Last week, the ruble punched through a psychologically important threshold: 100 rubles to the dollar. When I left Moscow a decade ago, the exchange rate was about 30, and on the eve of Vladimir Putin’s invasion of Ukraine, it was just under 80. When Russian tanks crossed the border in February 2022, the ruble crashed to 120 before stabilizing for months at the head-scratching low of 60 for the second half of the year. Since the beginning of 2023, it’s been creeping steadily upward, and has been scratching at the 100 ceiling for a good part of the summer.
All of last week, friends and family in the West—all vehemently opposed to the war—sent gleeful memes about the collapsing Russian currency, hoping that it was a harbinger of economic calamity for the Kremlin. But as usual, in Moscow, things looked very different. “They are even richer,” a friend in Moscow texted when I asked him how the residents of the chic Patriarch Ponds neighborhood are living through these uncertain times. “It is amazing. Never seen so many Lambos and Rolls as last year.” What about the ruble crisis, I asked? “Don’t care,” he texted. “They live in Russia, taking salaries in rubles and spend their money in Russia.”

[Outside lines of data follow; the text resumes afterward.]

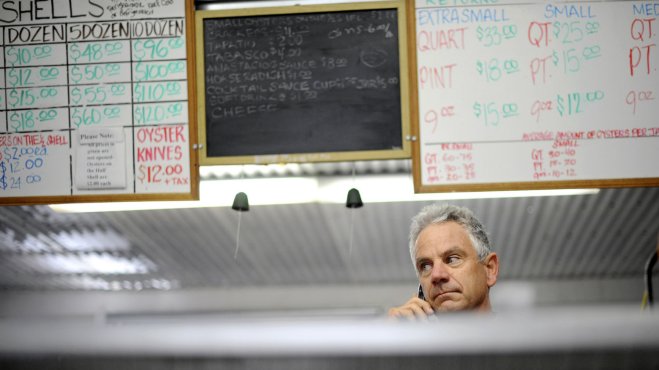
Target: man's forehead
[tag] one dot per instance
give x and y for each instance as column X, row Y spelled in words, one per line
column 440, row 237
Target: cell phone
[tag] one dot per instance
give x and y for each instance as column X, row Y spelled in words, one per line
column 420, row 293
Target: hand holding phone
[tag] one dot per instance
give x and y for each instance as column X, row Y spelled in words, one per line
column 415, row 308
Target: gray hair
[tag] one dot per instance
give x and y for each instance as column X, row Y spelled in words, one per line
column 440, row 213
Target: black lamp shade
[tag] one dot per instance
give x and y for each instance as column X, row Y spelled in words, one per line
column 354, row 199
column 240, row 202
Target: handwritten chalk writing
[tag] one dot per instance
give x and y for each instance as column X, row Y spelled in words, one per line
column 574, row 31
column 159, row 153
column 149, row 114
column 22, row 56
column 150, row 71
column 494, row 68
column 538, row 66
column 96, row 51
column 495, row 35
column 615, row 133
column 568, row 11
column 35, row 34
column 647, row 9
column 144, row 92
column 491, row 114
column 444, row 16
column 34, row 10
column 433, row 77
column 98, row 31
column 94, row 73
column 442, row 39
column 165, row 134
column 242, row 110
column 156, row 173
column 634, row 98
column 294, row 40
column 639, row 55
column 157, row 27
column 574, row 103
column 538, row 33
column 540, row 106
column 30, row 120
column 641, row 29
column 151, row 49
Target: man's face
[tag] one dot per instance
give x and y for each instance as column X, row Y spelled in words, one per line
column 449, row 269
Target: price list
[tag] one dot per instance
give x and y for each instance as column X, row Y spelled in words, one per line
column 94, row 99
column 519, row 92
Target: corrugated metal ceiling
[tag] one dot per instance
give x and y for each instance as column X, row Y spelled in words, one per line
column 608, row 235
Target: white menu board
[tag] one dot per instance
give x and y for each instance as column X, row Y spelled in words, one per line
column 94, row 99
column 525, row 95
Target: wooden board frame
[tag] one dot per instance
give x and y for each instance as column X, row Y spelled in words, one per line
column 498, row 186
column 404, row 45
column 192, row 135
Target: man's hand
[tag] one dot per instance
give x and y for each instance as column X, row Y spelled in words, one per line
column 414, row 309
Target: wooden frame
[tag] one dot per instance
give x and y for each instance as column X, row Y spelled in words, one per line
column 403, row 26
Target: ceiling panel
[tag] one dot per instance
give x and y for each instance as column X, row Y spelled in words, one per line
column 608, row 235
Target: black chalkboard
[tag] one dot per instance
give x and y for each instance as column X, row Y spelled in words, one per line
column 315, row 82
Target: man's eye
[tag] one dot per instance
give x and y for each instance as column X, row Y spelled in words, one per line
column 453, row 260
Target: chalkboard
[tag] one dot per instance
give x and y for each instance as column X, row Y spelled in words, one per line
column 302, row 83
column 94, row 101
column 536, row 95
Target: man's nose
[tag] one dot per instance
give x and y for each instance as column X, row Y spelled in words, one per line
column 439, row 273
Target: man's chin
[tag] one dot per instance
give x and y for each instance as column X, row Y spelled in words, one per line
column 445, row 304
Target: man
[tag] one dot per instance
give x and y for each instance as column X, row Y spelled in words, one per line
column 455, row 266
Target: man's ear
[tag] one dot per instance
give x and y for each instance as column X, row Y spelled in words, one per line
column 491, row 264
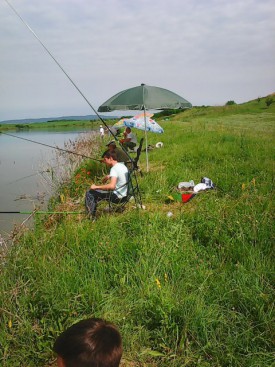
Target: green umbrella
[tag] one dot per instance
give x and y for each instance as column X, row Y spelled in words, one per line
column 145, row 97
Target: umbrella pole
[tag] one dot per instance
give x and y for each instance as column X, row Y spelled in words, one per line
column 146, row 141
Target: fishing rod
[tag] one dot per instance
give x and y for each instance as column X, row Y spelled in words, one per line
column 51, row 146
column 59, row 65
column 73, row 83
column 67, row 75
column 39, row 212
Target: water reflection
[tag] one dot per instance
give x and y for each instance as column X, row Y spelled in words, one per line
column 21, row 187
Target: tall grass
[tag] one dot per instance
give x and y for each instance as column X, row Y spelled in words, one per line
column 194, row 289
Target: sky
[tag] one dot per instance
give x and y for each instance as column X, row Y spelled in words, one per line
column 208, row 52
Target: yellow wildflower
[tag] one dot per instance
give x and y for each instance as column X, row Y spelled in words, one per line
column 158, row 283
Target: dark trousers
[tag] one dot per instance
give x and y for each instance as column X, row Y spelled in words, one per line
column 95, row 196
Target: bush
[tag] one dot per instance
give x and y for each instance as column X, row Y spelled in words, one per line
column 230, row 103
column 269, row 101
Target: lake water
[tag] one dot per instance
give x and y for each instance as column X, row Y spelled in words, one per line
column 21, row 187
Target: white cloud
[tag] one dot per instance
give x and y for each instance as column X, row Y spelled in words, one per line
column 208, row 52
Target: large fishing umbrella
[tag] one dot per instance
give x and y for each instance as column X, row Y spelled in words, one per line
column 145, row 97
column 138, row 122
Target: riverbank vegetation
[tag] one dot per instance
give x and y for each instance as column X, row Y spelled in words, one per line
column 190, row 289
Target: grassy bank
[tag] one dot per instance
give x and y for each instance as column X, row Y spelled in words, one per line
column 194, row 289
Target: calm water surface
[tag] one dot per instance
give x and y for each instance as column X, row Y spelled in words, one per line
column 21, row 187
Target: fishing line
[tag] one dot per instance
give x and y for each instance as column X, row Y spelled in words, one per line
column 39, row 212
column 67, row 75
column 51, row 146
column 58, row 64
column 74, row 84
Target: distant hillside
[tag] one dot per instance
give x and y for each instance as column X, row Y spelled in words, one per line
column 46, row 119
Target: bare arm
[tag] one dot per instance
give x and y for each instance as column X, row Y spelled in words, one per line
column 110, row 186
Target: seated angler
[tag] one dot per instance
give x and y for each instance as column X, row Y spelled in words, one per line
column 122, row 157
column 115, row 190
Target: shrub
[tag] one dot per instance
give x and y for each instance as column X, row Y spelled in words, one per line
column 230, row 103
column 269, row 101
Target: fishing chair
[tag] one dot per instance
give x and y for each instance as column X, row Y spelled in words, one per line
column 132, row 192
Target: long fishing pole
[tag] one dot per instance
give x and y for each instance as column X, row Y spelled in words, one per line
column 67, row 75
column 58, row 64
column 51, row 146
column 39, row 212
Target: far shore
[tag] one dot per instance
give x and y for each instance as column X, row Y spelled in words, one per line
column 54, row 124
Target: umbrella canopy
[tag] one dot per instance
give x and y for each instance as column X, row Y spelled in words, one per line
column 141, row 123
column 145, row 96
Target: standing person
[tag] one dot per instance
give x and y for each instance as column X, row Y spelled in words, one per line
column 130, row 139
column 89, row 343
column 122, row 157
column 101, row 131
column 115, row 190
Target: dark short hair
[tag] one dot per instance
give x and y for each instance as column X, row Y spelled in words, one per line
column 90, row 343
column 109, row 154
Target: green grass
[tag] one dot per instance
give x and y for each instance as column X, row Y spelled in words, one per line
column 195, row 289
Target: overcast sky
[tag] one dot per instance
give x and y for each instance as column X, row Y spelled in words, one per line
column 208, row 52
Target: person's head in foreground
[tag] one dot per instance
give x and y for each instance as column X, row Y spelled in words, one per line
column 89, row 343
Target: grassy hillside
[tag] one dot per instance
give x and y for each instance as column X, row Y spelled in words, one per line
column 193, row 289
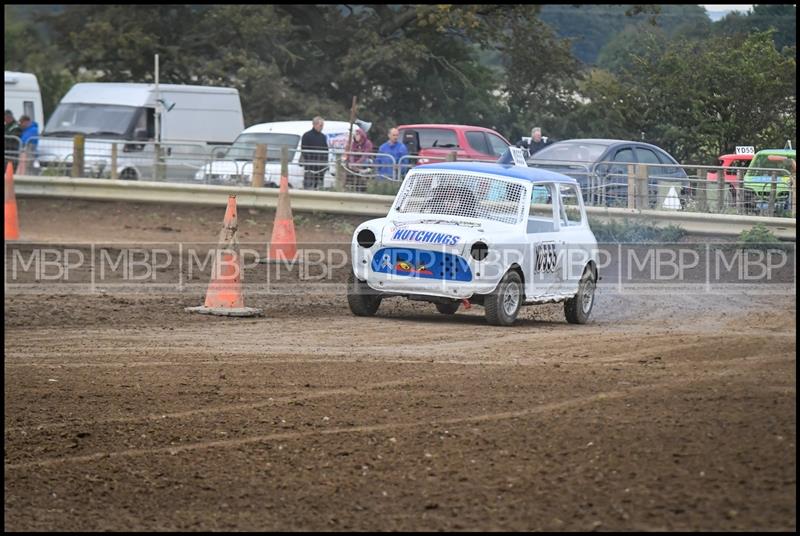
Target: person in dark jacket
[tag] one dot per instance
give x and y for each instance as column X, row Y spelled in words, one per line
column 13, row 133
column 536, row 143
column 30, row 134
column 313, row 160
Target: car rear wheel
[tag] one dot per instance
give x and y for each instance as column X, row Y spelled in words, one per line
column 578, row 308
column 502, row 305
column 448, row 308
column 363, row 301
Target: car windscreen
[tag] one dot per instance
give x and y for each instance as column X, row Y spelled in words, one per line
column 448, row 193
column 437, row 138
column 762, row 161
column 572, row 152
column 244, row 146
column 91, row 119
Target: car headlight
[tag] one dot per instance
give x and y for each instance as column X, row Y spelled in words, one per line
column 479, row 250
column 365, row 238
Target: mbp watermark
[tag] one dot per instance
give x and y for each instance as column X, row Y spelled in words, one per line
column 189, row 267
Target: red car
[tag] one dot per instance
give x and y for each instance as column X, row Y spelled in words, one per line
column 433, row 143
column 728, row 161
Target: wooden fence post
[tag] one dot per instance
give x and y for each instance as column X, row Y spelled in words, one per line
column 631, row 186
column 341, row 174
column 259, row 162
column 642, row 187
column 773, row 190
column 78, row 148
column 114, row 157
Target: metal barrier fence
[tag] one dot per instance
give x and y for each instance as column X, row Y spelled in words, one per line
column 691, row 188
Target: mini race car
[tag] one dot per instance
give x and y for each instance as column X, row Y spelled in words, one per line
column 496, row 235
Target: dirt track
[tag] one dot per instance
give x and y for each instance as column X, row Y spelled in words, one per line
column 665, row 412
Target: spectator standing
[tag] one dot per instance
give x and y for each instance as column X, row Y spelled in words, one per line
column 358, row 163
column 11, row 143
column 314, row 163
column 30, row 134
column 361, row 144
column 397, row 150
column 537, row 142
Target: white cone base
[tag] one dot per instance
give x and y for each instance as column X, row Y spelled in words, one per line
column 224, row 311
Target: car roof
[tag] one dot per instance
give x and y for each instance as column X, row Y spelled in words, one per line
column 514, row 172
column 733, row 156
column 296, row 127
column 780, row 152
column 447, row 125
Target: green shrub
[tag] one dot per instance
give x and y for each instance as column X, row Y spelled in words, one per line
column 637, row 231
column 383, row 187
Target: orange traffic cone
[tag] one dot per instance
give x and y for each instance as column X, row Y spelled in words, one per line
column 283, row 244
column 12, row 222
column 224, row 295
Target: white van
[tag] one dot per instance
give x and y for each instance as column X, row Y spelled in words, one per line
column 23, row 97
column 194, row 119
column 235, row 165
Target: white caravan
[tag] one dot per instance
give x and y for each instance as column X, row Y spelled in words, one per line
column 235, row 166
column 23, row 97
column 194, row 119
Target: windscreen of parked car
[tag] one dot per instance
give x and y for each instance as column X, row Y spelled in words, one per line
column 91, row 119
column 461, row 194
column 762, row 161
column 245, row 145
column 569, row 151
column 437, row 138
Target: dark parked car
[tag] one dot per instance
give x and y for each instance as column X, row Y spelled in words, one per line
column 601, row 168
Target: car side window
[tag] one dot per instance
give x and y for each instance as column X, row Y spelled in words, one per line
column 478, row 142
column 624, row 155
column 497, row 145
column 432, row 138
column 570, row 205
column 666, row 159
column 541, row 216
column 649, row 158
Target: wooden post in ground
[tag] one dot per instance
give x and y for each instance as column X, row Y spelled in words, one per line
column 773, row 190
column 642, row 189
column 114, row 158
column 259, row 162
column 78, row 148
column 702, row 192
column 631, row 186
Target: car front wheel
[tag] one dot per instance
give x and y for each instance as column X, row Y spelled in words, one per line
column 363, row 301
column 448, row 308
column 502, row 305
column 578, row 308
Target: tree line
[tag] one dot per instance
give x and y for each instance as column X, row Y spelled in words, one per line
column 666, row 74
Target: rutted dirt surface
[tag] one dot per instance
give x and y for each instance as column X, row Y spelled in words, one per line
column 668, row 411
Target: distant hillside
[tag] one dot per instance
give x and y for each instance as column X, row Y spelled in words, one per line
column 592, row 26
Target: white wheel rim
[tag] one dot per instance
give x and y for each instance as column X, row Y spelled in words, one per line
column 511, row 298
column 587, row 297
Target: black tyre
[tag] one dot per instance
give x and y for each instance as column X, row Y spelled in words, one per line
column 502, row 305
column 128, row 174
column 363, row 301
column 448, row 308
column 578, row 308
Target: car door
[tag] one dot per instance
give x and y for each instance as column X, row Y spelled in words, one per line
column 497, row 145
column 614, row 182
column 541, row 258
column 478, row 145
column 437, row 143
column 571, row 234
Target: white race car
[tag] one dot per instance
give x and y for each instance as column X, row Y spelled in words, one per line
column 496, row 235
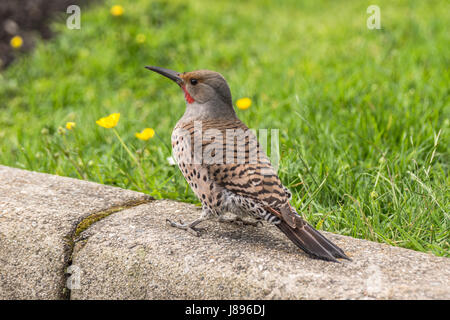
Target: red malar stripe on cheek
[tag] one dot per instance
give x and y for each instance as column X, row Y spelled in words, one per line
column 187, row 96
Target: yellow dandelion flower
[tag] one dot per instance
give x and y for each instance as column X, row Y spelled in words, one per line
column 109, row 121
column 70, row 125
column 16, row 42
column 117, row 10
column 145, row 134
column 244, row 103
column 140, row 38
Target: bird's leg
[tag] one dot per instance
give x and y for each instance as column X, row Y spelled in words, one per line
column 238, row 220
column 191, row 226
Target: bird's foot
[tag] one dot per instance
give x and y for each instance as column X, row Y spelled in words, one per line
column 189, row 227
column 239, row 221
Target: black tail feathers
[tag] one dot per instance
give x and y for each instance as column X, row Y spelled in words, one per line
column 312, row 241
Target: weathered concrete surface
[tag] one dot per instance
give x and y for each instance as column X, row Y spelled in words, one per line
column 38, row 214
column 135, row 255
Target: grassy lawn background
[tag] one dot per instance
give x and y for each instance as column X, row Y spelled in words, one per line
column 363, row 114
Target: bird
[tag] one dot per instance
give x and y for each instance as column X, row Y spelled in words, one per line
column 226, row 168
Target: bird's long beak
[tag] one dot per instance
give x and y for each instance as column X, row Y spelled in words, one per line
column 172, row 75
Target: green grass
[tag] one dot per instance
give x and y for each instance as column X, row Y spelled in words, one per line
column 363, row 114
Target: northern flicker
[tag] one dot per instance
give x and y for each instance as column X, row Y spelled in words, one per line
column 224, row 165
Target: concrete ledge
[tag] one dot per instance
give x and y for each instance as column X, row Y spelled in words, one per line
column 131, row 253
column 135, row 255
column 38, row 216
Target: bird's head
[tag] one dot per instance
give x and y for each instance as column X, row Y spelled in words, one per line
column 204, row 90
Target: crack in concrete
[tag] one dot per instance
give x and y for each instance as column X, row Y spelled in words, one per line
column 84, row 224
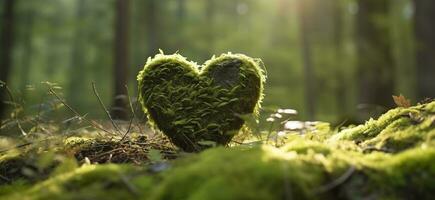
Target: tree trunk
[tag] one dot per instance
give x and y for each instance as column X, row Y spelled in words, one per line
column 340, row 91
column 26, row 61
column 425, row 37
column 375, row 61
column 151, row 19
column 76, row 84
column 210, row 7
column 119, row 109
column 6, row 45
column 309, row 78
column 181, row 13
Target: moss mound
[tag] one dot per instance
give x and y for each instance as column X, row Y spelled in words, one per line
column 370, row 161
column 195, row 105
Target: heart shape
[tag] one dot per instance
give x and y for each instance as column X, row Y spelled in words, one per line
column 198, row 105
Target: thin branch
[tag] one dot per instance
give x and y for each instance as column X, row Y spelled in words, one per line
column 132, row 117
column 11, row 97
column 94, row 88
column 92, row 123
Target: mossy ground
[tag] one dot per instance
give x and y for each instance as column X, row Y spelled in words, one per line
column 392, row 157
column 194, row 105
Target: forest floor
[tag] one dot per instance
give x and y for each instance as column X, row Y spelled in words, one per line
column 392, row 157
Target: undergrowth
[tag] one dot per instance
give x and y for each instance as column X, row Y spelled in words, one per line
column 392, row 157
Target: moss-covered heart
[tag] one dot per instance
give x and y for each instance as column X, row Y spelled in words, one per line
column 197, row 105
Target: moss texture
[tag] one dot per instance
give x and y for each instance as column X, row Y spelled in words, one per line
column 319, row 165
column 193, row 104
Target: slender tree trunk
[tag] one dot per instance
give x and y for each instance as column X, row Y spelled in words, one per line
column 425, row 37
column 76, row 84
column 181, row 13
column 338, row 37
column 119, row 109
column 375, row 64
column 309, row 78
column 7, row 38
column 210, row 7
column 26, row 61
column 151, row 19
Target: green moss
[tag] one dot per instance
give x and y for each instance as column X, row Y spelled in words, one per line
column 396, row 130
column 194, row 104
column 90, row 182
column 306, row 167
column 298, row 173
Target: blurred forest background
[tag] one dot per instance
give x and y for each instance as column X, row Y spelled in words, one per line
column 329, row 59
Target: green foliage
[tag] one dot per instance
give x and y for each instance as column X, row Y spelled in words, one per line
column 192, row 104
column 330, row 166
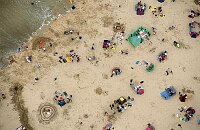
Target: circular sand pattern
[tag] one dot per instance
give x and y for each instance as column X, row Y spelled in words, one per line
column 46, row 112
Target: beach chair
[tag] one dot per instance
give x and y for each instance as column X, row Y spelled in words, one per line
column 171, row 91
column 140, row 12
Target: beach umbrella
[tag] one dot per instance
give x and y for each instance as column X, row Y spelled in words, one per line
column 140, row 91
column 161, row 1
column 194, row 34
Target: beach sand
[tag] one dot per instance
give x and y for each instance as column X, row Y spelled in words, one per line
column 94, row 21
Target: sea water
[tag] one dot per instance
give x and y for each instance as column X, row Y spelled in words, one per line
column 19, row 19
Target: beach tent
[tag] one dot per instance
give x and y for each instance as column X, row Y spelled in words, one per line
column 138, row 36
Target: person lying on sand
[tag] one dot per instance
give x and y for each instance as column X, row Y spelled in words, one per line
column 194, row 14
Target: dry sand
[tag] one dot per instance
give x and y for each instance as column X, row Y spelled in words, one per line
column 94, row 20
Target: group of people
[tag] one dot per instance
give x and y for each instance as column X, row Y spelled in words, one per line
column 71, row 57
column 62, row 98
column 140, row 8
column 162, row 56
column 194, row 13
column 189, row 112
column 182, row 97
column 121, row 104
column 157, row 11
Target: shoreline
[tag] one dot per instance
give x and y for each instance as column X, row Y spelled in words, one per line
column 94, row 24
column 22, row 46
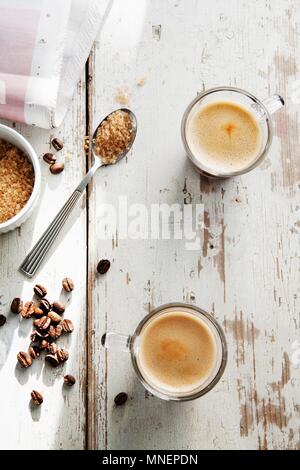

A friend of his is an interior designer who has been freed by the war of competition. Her problem, she now says, is being able to finish all the jobs that have fallen in her lap, not getting new customers. Another friend, who works for a Russian oligarch, told my friend, “You have no idea how much money there is in Russia right now.” Said another, “Only a fool wouldn’t be able to earn money right now.”